Dr. Zhidong Li received his Ph.D. degree from the University of New South Wales, Sydney, Australia. He received the M.E. degree in computer science from the University of New South Wales in 2006, and the B.S. degree in computer science from the University of Xiamen in 2002. He is currently a senior lecturer in University of Technology Sydney. Before joining UTS, He was a senior engineer in Data61 at the Commonwealth Scientific and Industrial Research Organisation (CSIRO) which is the federal government agency for scientific research in Australia. His research interests include machine learning, data mining, pattern recognition, image processing, and Human Computer Interaction.

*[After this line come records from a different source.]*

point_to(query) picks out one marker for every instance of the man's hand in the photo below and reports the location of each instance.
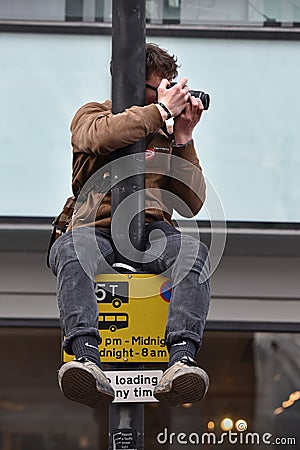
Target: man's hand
(186, 121)
(175, 98)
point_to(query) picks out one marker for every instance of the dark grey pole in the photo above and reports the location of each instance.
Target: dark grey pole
(128, 89)
(126, 420)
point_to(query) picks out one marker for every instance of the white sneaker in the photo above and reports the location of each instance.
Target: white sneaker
(183, 382)
(84, 382)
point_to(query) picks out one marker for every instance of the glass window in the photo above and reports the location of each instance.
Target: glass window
(185, 12)
(254, 396)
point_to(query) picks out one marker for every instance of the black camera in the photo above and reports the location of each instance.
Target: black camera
(205, 99)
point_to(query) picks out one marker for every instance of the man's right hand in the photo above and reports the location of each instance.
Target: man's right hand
(175, 98)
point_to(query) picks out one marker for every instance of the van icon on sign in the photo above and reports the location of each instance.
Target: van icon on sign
(113, 322)
(114, 293)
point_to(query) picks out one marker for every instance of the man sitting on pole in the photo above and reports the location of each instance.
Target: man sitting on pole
(174, 181)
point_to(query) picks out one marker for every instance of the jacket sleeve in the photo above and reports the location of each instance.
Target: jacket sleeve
(186, 181)
(96, 130)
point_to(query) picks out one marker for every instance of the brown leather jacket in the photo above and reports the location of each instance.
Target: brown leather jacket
(171, 182)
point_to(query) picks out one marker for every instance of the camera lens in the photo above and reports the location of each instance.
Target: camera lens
(205, 99)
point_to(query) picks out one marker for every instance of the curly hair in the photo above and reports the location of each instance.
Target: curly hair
(159, 61)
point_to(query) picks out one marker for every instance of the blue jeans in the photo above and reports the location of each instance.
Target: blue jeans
(78, 255)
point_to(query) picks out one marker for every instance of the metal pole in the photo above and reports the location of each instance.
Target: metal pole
(128, 89)
(126, 420)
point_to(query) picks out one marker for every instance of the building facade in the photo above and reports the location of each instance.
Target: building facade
(55, 57)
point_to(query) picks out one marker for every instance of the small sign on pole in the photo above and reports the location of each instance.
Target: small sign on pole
(134, 386)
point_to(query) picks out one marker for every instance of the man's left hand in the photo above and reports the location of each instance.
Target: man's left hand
(185, 123)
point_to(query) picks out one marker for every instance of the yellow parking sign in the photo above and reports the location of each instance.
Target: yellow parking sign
(133, 310)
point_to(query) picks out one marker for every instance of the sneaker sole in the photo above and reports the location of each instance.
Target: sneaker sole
(80, 386)
(187, 388)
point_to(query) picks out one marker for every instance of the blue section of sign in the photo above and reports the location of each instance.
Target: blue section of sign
(166, 291)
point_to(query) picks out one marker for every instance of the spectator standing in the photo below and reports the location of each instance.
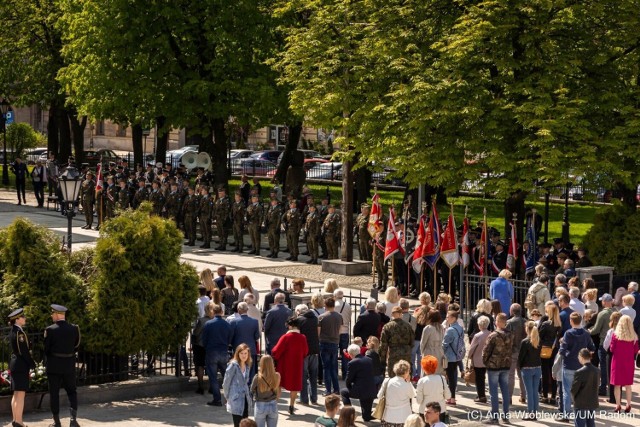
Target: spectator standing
(478, 342)
(497, 358)
(583, 391)
(215, 336)
(360, 383)
(549, 331)
(624, 347)
(236, 385)
(308, 325)
(329, 324)
(502, 289)
(399, 392)
(431, 340)
(396, 341)
(289, 355)
(275, 323)
(530, 367)
(344, 309)
(600, 329)
(454, 350)
(572, 342)
(265, 388)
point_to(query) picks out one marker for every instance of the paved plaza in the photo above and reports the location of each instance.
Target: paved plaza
(189, 409)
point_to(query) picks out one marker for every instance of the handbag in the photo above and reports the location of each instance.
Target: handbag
(382, 402)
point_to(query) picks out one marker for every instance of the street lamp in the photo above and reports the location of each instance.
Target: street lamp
(4, 109)
(70, 187)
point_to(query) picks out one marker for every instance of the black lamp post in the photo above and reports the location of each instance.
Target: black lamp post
(70, 183)
(4, 109)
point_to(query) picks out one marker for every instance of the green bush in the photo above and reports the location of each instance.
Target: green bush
(142, 298)
(613, 239)
(34, 273)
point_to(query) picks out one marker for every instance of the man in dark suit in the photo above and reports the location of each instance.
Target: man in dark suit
(269, 298)
(275, 323)
(245, 330)
(61, 340)
(584, 391)
(360, 382)
(368, 322)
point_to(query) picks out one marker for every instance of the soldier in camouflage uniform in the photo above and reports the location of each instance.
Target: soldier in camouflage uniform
(205, 211)
(190, 209)
(237, 216)
(396, 341)
(88, 199)
(173, 205)
(272, 222)
(312, 231)
(142, 195)
(362, 222)
(291, 223)
(255, 213)
(331, 232)
(222, 212)
(111, 197)
(156, 198)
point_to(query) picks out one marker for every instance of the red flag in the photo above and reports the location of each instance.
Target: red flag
(392, 244)
(375, 226)
(449, 247)
(466, 243)
(417, 253)
(512, 252)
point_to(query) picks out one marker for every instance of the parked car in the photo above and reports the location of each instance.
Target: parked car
(252, 167)
(271, 155)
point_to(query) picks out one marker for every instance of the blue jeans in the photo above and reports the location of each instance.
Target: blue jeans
(416, 358)
(329, 354)
(604, 374)
(499, 378)
(216, 361)
(266, 413)
(309, 379)
(531, 378)
(344, 343)
(567, 380)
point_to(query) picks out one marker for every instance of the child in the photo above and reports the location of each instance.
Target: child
(332, 406)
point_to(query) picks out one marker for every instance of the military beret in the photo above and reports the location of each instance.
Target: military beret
(58, 309)
(18, 312)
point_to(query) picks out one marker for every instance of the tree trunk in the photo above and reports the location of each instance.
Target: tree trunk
(163, 139)
(347, 212)
(136, 141)
(295, 130)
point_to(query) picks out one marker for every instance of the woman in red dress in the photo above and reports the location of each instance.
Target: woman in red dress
(289, 354)
(624, 346)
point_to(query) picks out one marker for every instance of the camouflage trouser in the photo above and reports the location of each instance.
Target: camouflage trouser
(254, 233)
(190, 228)
(205, 229)
(237, 233)
(312, 246)
(292, 241)
(274, 240)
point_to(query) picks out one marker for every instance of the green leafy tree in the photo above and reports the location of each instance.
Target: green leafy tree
(141, 282)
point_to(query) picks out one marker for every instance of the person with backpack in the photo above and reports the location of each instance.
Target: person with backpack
(538, 295)
(454, 351)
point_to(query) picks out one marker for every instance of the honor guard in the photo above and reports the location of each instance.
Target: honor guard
(61, 341)
(88, 199)
(312, 231)
(255, 213)
(291, 225)
(238, 216)
(272, 222)
(331, 232)
(223, 218)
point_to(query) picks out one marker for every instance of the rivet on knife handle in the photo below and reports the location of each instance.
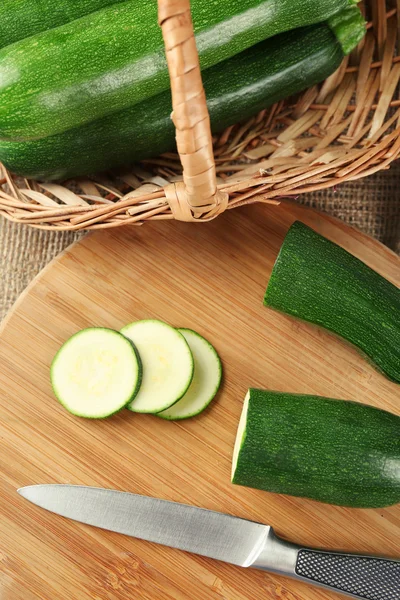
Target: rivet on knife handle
(364, 577)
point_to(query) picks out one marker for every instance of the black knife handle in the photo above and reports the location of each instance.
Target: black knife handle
(363, 577)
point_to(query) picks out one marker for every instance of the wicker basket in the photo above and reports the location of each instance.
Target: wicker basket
(344, 129)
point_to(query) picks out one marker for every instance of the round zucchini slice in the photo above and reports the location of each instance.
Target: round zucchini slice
(96, 373)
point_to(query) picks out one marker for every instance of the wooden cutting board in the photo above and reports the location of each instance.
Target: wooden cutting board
(210, 278)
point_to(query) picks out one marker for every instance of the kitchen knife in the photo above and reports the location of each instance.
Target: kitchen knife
(219, 536)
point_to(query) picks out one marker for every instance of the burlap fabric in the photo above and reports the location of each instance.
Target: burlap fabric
(372, 205)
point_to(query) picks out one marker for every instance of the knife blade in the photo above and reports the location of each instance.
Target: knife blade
(219, 536)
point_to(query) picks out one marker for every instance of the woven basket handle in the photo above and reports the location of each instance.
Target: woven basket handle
(197, 197)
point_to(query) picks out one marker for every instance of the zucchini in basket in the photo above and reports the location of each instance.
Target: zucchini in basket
(20, 19)
(235, 89)
(113, 58)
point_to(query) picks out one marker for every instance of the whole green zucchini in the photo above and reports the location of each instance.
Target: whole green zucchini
(332, 451)
(114, 58)
(20, 19)
(318, 281)
(235, 89)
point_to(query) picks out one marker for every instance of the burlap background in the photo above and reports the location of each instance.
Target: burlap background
(372, 205)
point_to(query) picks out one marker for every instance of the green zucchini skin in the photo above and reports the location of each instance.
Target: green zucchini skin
(333, 451)
(318, 281)
(236, 89)
(114, 58)
(349, 27)
(21, 18)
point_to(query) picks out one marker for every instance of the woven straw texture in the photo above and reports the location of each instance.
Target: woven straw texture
(372, 205)
(343, 130)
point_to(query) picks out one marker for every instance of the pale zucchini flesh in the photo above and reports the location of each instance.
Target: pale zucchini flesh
(206, 379)
(167, 365)
(96, 373)
(241, 433)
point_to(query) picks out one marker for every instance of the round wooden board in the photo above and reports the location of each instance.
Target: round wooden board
(210, 278)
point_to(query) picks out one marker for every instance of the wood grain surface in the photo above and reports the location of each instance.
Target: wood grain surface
(210, 278)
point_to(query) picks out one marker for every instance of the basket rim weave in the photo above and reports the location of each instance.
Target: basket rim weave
(344, 129)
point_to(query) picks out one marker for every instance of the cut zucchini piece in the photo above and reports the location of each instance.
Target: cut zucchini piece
(333, 451)
(206, 379)
(96, 373)
(167, 365)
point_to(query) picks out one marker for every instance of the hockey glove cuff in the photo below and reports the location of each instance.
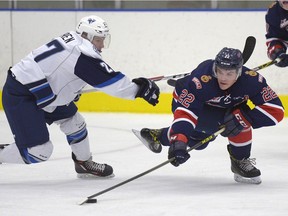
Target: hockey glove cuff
(284, 60)
(148, 90)
(235, 122)
(178, 150)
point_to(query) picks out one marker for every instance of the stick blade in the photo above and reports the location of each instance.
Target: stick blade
(83, 202)
(248, 48)
(155, 149)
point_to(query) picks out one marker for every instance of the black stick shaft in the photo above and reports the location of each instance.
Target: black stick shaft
(156, 167)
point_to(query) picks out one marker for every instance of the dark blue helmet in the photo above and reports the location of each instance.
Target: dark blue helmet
(229, 59)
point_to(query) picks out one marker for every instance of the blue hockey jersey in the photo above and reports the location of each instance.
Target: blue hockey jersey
(192, 93)
(56, 72)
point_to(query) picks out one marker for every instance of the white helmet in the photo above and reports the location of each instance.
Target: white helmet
(283, 4)
(94, 26)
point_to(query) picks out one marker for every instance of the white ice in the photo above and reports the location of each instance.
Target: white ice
(202, 186)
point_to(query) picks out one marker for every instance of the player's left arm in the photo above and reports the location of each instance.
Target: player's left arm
(268, 108)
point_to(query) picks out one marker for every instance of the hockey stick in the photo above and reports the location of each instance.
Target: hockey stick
(247, 52)
(172, 82)
(90, 199)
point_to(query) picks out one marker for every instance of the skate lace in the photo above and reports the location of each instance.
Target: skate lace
(93, 166)
(154, 135)
(247, 164)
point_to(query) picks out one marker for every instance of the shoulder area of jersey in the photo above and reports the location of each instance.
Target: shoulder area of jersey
(86, 47)
(253, 76)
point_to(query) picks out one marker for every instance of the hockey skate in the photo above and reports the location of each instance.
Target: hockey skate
(89, 168)
(244, 170)
(150, 138)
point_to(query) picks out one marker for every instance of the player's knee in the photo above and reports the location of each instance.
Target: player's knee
(37, 154)
(74, 128)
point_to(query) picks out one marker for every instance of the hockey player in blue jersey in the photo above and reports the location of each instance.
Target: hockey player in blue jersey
(277, 32)
(41, 88)
(213, 96)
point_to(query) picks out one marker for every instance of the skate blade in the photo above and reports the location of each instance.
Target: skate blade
(241, 179)
(91, 176)
(138, 135)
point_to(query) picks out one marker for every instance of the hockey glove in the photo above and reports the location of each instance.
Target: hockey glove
(148, 90)
(284, 60)
(235, 122)
(278, 51)
(178, 150)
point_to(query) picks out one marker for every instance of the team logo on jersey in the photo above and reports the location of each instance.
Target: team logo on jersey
(284, 24)
(197, 83)
(205, 78)
(251, 73)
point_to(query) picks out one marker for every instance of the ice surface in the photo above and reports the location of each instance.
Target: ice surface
(202, 186)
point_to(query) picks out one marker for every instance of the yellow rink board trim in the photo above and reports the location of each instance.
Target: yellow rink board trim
(101, 102)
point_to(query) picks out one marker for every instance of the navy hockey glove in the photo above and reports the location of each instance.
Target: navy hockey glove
(284, 60)
(148, 90)
(278, 51)
(235, 122)
(178, 150)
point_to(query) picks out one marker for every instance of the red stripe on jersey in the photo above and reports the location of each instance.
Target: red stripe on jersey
(175, 95)
(277, 113)
(180, 113)
(242, 138)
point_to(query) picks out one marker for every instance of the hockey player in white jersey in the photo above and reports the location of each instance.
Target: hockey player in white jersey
(41, 89)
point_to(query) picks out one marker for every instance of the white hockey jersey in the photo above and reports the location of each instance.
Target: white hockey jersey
(56, 72)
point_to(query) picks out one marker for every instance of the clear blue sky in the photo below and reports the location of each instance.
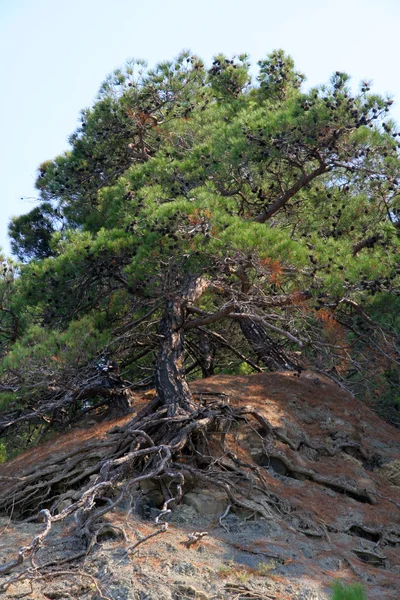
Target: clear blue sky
(54, 55)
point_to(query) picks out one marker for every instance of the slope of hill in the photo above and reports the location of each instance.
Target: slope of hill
(308, 491)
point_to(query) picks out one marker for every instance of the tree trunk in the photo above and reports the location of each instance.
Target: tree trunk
(172, 387)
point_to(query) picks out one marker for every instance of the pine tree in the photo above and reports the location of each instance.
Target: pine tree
(198, 214)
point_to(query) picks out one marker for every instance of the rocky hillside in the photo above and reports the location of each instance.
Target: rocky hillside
(313, 496)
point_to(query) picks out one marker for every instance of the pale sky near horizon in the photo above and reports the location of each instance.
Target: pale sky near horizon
(55, 54)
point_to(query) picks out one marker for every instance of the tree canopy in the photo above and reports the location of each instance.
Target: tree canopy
(204, 221)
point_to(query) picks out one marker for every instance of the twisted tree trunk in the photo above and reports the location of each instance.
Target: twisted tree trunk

Dr. Marian-Andrei Rizoiu is currently a Lecturer in Computer Science with the Faculty of Engineering and IT in the University of Technology Sydney. His main research interest is to develop behavioural models for human actions online, at the intersection of applied statistics, artificial intelligence and social data science, with an interdisciplinary focus on social influence and information diffusion in online communities. He has strong data science skills and has actively collaborating with the team on the incident and congestion prediction works.
Dr. Ting Guo received his Ph.D. degree from University of Technology, Sydney, Australia. His research mainly focuses on Data Mining and Machine Learning. Before joining UTS, he was a postdoctoral fellow in Data61 (CSIRO), the federal government agency for scientific research in Australia. His capacity includes predictive maintenance, factor analysis and building advanced machine learning models for industrial fields.